Need to review institutional policies: The times are changing, and policies for operations must be updated. There are specific policies within the police force that requires updating to align with the changing times and situations. An example is a policy on the use of force, which determines when and how force is used by officers in any given situation. In New York City, the use of the “Chokehold” was banned in the 1990s. What’s more, stricter measures need to be in place in regards to the intervening when policies are ignored by members of the police force. Enforce data collection policies and practices. One significant fallout from the protests of 2020 is that there are missing information across the states on the number of reported cases, follow-up, and decisions on related incidents over the years. A piece of major missing information in the narrative is the exact number of black and brown people and other members from other ethnic groups. The picture remains blurred over the precise number of victims and the trend within the police force. This limited data is hindering the insight gathered on the pattern of the issues, though, past administrations have signed specific laws that will promote data collection such as the Death in Custody Reporting Act (2014), National Use of Force Data Collection project of the FBI. However, these remain only partially adopted by various departments in the force, and there are differences in jurisdictions in gathering data and reporting reported. These disparities fill the media and non-profits working in the field of criminal justice. 

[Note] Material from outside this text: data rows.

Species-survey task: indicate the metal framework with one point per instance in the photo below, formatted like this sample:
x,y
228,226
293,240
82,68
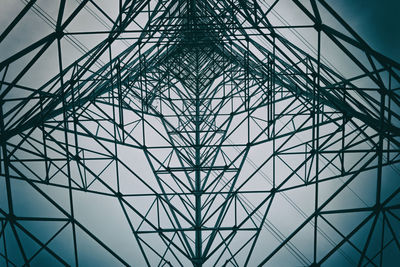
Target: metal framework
x,y
178,133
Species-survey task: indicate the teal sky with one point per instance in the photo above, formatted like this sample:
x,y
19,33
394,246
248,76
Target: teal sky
x,y
377,21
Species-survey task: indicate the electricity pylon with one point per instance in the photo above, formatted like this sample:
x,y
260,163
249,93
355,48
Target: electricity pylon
x,y
196,133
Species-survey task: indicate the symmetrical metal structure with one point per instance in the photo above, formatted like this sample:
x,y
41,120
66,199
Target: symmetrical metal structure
x,y
204,133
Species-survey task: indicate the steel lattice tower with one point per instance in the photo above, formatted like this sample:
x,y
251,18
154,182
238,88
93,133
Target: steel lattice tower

Enforce Practitioner Reform

Increasing personal accountability: While some of the proposed changes are systemic and institutional, personal changes must be encouraged. More effort is required in the area of making police officers more accountable. It is well-known that officers within any force work with an unwritten code of loyalty, which is held above any authority. Under this code of silence, the system covers wrongdoings. Hence, enforced policies like the use of body cameras in New York accomplishes little because of the system and code of silence work around the policy. 

Increased number of psychological evaluation and retraining: More fundamental changes need to take place at the individual level, with focus on individual mental health. Problems emerge from an unchecked personal view and unchecked biases, which gradually evolve into negative attitudes and results in unprofessional behavior. Therefore, regular mental health checks, internal training on emotional intelligence, diversity, and inclusion must be encouraged and supported. 

Conclusively, the protests might have ended, however, the pressure for a change must continue until changes are realized. In Louisville, Breonna’s Law has been adopted, banning “No-Knock Warrants”. What will it be in New York? We must not forget the lives lost, and we must continue to demand a change until we see one in New York State and New York City.